I picked up Heather at LAX after only two circuits of the lengthy pick-up zone.
We headed out of town to try and get away from the busy-ness of LA.
The traffic was the usual stop-start six lane freeways and I managed to rear-end the car in front when it stopped more quickly than I could brake.
Luckily the damage was limited to a bent number plate on our car and a very small scratch on the one I hit.
That was my first prang since I was a teenager.
I am glad it was not worse.
I was getting very tired by now so we stopped for the night at the Hilton Double Tree at San Bernadino.
Sunday 28th February
Woke up feeling as though we had not eaten last night. The “food” here is not what we are used to.
Went looking for a healthy food shop but the one we found was closed.
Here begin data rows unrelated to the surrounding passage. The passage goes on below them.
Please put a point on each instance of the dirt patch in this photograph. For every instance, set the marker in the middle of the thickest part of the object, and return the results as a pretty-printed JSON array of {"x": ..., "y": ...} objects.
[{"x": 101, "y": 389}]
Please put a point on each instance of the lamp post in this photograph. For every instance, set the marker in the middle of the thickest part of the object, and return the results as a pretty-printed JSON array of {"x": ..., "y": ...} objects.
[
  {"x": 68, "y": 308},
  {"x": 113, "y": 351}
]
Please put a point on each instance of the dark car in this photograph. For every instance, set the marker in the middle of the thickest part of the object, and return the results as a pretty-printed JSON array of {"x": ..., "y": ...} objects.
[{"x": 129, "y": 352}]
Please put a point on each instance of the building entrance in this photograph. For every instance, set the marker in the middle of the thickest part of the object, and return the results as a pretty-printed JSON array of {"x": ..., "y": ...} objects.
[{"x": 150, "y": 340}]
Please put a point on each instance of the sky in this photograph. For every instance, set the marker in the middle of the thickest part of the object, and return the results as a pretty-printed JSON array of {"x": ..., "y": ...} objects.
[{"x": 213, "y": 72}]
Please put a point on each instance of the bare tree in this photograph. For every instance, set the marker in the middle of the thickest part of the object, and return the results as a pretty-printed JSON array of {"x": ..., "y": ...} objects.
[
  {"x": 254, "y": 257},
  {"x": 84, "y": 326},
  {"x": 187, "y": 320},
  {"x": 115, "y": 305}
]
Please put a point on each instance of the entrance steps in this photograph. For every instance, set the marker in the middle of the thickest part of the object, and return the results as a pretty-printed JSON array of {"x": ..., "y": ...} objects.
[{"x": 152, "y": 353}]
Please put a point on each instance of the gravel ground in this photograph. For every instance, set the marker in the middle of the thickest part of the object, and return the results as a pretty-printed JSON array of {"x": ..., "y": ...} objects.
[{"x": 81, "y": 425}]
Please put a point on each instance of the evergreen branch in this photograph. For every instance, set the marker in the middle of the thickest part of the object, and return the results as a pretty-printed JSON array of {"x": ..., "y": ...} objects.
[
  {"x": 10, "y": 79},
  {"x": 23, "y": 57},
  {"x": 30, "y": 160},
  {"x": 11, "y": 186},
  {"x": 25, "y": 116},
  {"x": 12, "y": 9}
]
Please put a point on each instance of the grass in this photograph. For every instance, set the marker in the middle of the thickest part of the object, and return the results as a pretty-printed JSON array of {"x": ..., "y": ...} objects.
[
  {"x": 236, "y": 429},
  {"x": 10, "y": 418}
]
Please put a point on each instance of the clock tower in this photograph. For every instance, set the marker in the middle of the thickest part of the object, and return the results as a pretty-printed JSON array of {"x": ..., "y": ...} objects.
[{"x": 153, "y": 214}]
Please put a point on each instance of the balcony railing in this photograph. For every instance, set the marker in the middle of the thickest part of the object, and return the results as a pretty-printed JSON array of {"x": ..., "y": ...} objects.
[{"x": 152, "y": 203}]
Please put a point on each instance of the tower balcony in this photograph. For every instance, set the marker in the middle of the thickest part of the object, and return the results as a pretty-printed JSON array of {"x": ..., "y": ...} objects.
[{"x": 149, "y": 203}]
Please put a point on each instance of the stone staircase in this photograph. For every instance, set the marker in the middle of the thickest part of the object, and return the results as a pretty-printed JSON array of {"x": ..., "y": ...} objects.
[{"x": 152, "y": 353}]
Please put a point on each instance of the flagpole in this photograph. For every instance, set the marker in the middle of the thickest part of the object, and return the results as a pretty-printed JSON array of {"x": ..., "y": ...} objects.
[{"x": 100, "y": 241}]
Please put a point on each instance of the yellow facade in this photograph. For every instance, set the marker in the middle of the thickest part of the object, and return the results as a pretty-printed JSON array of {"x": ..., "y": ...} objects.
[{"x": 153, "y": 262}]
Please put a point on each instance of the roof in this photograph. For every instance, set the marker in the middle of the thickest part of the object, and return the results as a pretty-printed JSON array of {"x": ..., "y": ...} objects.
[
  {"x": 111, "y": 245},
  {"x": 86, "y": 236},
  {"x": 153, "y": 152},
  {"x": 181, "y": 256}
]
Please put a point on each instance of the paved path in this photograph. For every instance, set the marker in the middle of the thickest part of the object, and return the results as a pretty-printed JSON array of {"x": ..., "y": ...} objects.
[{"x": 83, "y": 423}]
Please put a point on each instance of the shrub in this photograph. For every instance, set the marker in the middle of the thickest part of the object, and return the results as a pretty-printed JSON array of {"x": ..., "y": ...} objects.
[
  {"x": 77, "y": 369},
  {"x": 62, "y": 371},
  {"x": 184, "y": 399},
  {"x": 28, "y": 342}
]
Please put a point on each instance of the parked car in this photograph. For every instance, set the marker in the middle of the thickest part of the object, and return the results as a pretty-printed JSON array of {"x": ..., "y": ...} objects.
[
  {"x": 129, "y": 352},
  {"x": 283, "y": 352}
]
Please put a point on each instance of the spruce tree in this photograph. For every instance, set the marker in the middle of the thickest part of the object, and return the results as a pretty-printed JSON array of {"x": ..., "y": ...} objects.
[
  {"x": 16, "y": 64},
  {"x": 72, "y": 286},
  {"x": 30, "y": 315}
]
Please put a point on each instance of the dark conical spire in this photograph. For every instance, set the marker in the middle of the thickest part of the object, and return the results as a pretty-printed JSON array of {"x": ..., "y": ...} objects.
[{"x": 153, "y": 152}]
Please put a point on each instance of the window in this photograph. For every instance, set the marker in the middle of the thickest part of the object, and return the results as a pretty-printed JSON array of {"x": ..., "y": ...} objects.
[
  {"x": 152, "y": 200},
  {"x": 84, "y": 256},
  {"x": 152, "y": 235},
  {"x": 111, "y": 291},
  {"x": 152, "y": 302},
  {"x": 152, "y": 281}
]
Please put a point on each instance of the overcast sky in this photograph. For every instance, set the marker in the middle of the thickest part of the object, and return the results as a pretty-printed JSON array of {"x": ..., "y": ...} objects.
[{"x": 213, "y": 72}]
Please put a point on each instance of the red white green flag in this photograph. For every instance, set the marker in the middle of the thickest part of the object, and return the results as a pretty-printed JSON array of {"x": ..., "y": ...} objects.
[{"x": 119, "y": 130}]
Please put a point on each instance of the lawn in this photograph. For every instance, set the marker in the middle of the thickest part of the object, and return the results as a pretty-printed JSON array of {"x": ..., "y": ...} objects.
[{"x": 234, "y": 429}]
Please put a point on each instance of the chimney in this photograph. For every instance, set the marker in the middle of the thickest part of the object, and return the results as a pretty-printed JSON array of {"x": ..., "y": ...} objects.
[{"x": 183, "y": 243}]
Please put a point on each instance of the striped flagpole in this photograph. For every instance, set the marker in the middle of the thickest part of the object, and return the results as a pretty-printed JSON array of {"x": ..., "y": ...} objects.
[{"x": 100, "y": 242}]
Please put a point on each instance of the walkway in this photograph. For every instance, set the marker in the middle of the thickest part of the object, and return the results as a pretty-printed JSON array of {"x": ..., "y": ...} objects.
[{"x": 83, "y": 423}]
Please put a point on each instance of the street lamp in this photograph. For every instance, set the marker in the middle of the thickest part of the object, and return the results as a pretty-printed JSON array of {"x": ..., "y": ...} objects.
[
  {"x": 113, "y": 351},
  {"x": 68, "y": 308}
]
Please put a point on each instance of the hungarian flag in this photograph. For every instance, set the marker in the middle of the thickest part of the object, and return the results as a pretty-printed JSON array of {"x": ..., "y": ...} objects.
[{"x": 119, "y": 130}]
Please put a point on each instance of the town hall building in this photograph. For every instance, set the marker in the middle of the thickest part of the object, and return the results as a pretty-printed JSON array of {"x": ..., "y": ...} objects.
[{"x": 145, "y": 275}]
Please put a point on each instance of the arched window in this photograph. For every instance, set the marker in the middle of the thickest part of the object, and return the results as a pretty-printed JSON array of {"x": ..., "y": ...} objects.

Someone suggested Clarkes Nutrition in Loma Linda which turned out to be better than expected.
A good range of products at sensible prices. Some things we cannot get in Brisbane or NZ.
They are a local operation with only four shops.
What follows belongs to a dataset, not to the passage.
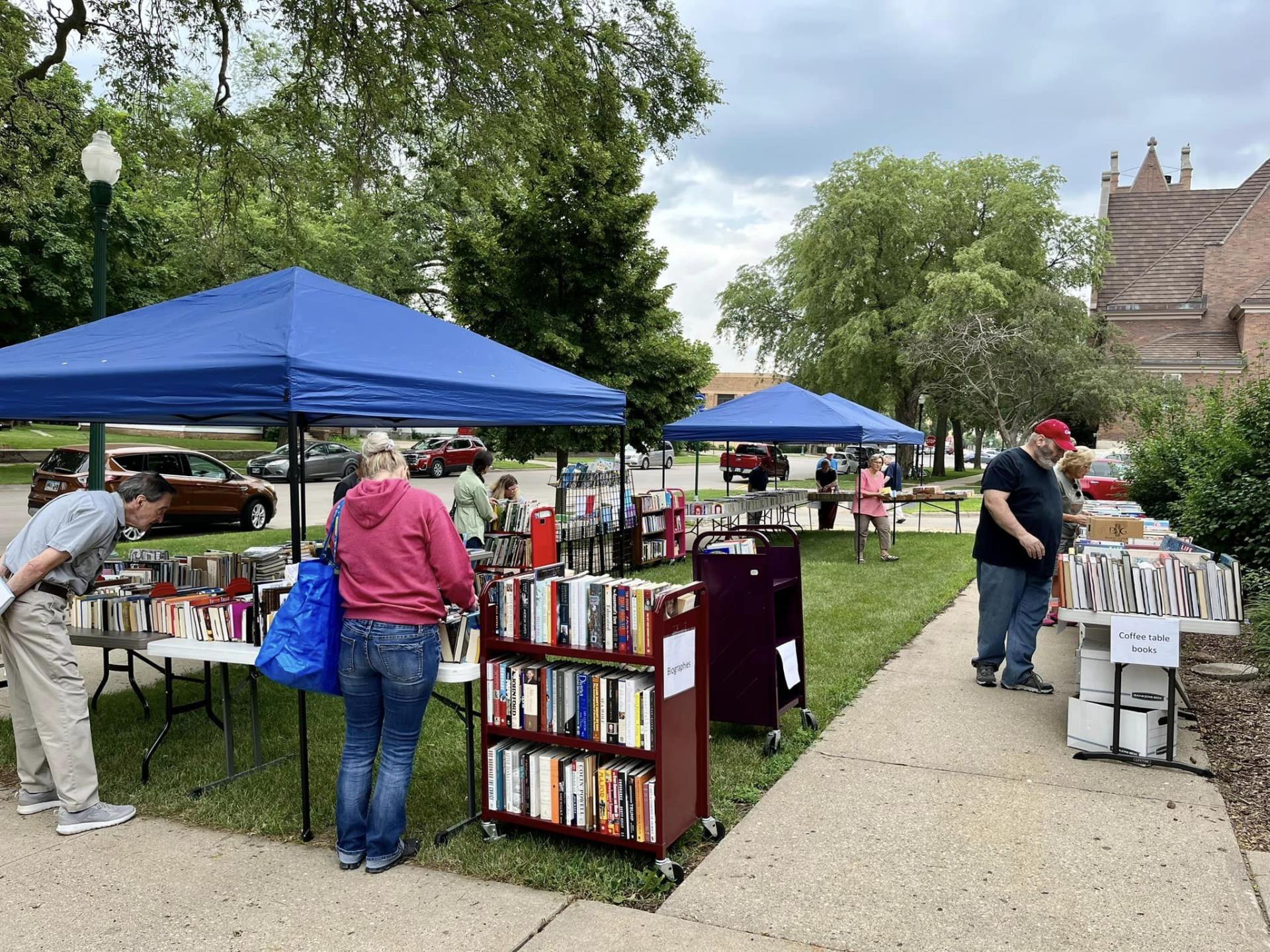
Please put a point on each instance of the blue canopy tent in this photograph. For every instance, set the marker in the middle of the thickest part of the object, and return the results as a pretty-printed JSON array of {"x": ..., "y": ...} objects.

Then we headed North to Big Bear Lake for lunch.
There was snow on the ground around the lake and a few ski parks where people were skiing on the sparsely covered slopes near the road.
Over the hills we drove through Yucca Valley to get to Joshua Tree, after the distinctive “trees” here.
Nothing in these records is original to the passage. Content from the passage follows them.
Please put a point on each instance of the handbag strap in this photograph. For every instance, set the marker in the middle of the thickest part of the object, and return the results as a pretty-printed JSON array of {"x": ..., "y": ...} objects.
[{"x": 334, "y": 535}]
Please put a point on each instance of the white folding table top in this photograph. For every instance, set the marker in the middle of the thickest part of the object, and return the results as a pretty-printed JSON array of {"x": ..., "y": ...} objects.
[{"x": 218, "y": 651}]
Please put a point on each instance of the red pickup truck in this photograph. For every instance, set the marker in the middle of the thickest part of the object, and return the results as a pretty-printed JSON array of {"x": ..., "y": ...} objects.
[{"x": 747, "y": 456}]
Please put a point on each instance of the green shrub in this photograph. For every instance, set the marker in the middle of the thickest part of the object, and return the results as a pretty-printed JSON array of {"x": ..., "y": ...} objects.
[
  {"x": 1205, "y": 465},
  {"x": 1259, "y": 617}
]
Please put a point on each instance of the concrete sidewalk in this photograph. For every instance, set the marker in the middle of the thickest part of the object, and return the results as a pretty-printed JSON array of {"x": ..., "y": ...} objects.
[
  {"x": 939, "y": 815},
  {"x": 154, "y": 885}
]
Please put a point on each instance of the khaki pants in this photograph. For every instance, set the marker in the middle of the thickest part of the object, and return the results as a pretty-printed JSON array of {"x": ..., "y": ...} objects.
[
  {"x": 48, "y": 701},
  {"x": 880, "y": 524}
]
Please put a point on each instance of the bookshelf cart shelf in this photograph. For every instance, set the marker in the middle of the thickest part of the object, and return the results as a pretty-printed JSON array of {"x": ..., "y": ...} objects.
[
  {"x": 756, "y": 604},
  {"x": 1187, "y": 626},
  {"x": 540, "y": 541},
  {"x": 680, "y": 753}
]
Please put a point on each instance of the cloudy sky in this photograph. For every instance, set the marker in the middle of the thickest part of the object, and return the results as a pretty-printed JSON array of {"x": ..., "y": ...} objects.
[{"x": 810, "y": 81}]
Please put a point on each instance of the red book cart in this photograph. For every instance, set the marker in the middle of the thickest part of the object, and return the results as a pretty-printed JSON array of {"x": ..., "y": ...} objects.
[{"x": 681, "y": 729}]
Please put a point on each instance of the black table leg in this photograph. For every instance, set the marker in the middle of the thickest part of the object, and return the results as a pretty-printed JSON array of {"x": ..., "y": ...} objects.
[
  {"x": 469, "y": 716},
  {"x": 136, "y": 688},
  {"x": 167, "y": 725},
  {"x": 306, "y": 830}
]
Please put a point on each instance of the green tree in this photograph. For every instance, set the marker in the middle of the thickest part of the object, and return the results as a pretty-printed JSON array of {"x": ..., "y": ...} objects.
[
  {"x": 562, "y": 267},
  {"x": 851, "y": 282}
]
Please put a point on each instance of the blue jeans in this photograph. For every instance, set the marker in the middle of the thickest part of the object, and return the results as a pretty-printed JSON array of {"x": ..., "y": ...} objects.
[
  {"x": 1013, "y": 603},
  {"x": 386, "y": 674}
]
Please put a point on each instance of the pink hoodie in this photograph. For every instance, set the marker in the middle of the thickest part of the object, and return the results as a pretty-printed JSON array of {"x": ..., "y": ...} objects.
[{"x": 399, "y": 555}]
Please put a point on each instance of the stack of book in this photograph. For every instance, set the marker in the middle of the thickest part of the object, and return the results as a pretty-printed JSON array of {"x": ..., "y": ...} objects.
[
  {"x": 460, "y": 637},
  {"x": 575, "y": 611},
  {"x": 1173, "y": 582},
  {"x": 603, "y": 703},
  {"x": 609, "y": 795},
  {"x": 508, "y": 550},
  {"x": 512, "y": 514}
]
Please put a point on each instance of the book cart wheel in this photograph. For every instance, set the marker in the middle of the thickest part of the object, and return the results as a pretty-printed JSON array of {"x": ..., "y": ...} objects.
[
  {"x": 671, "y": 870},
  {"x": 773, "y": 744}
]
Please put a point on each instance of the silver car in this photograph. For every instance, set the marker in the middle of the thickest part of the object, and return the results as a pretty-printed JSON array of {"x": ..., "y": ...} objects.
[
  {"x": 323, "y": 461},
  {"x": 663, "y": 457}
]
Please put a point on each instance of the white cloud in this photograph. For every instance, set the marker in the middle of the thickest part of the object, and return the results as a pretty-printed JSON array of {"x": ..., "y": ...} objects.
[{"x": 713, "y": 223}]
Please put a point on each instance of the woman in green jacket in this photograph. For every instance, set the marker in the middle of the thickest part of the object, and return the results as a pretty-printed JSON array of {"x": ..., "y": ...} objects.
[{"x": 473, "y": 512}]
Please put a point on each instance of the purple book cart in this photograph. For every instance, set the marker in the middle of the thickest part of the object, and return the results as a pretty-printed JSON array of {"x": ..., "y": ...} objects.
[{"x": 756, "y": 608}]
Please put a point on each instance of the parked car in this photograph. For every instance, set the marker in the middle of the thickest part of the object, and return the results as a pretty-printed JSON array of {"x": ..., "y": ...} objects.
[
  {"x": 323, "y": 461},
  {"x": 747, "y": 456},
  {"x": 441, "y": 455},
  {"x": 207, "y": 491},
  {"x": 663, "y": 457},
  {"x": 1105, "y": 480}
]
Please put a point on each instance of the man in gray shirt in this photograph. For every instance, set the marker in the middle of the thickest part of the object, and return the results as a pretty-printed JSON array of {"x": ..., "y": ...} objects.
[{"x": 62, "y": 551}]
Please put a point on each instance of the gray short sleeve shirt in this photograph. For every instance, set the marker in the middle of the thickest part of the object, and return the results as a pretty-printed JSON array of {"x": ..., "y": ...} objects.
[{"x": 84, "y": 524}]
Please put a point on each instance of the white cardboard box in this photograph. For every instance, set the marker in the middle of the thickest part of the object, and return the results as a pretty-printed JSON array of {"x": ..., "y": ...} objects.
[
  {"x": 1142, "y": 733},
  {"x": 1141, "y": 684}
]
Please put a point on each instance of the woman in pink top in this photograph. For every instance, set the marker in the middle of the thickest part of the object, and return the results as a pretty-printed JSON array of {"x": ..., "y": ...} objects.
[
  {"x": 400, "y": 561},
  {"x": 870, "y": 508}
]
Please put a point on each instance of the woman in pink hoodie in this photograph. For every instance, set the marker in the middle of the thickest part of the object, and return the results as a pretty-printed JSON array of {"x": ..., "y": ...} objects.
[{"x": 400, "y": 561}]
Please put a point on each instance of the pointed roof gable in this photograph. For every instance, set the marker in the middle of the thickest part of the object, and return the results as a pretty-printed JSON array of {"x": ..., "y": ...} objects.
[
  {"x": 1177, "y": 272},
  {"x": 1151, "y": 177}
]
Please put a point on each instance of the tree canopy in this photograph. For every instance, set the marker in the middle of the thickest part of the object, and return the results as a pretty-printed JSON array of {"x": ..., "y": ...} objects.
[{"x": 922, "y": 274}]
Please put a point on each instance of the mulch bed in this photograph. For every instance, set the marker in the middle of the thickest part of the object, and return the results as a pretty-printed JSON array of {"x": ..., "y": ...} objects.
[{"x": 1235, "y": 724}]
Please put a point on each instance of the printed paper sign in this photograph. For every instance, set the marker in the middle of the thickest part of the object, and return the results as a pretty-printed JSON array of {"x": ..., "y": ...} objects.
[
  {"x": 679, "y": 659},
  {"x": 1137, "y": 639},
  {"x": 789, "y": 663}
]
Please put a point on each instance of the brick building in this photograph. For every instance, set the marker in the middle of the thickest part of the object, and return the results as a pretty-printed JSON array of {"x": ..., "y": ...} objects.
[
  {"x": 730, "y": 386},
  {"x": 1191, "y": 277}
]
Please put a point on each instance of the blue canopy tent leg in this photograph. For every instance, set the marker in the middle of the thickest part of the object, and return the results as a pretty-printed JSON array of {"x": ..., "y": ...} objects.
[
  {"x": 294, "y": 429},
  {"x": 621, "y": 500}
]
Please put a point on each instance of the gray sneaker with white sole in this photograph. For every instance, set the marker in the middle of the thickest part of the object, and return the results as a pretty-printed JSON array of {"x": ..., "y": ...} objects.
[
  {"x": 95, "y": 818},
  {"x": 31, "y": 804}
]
They were named by a group of settlers who crossed the Mojave Desert in the mid-19th century. The tree’s unique shape reminded them of a Biblical story in which Joshua reaches his hands up to the sky in prayer.
They are actually Yucca brevifolia, for the botanists among you.
This is in the high desert country of California and I thought that at last we might find a more secluded spot away from the crowds.
Not so. There are scattered communities throughout the desert with many derelict houses. We were wondering what people survive on here and one of the locals said that after WWII the government offered free title to land if people built a small house and stayed for a few years, “improving” the land.
With only two or three inches of rain per year it would be a hard life.
Joshua Tree’s main street is a four lane highway with the speed limit reduced to “only” 45mph. The traffic never stops.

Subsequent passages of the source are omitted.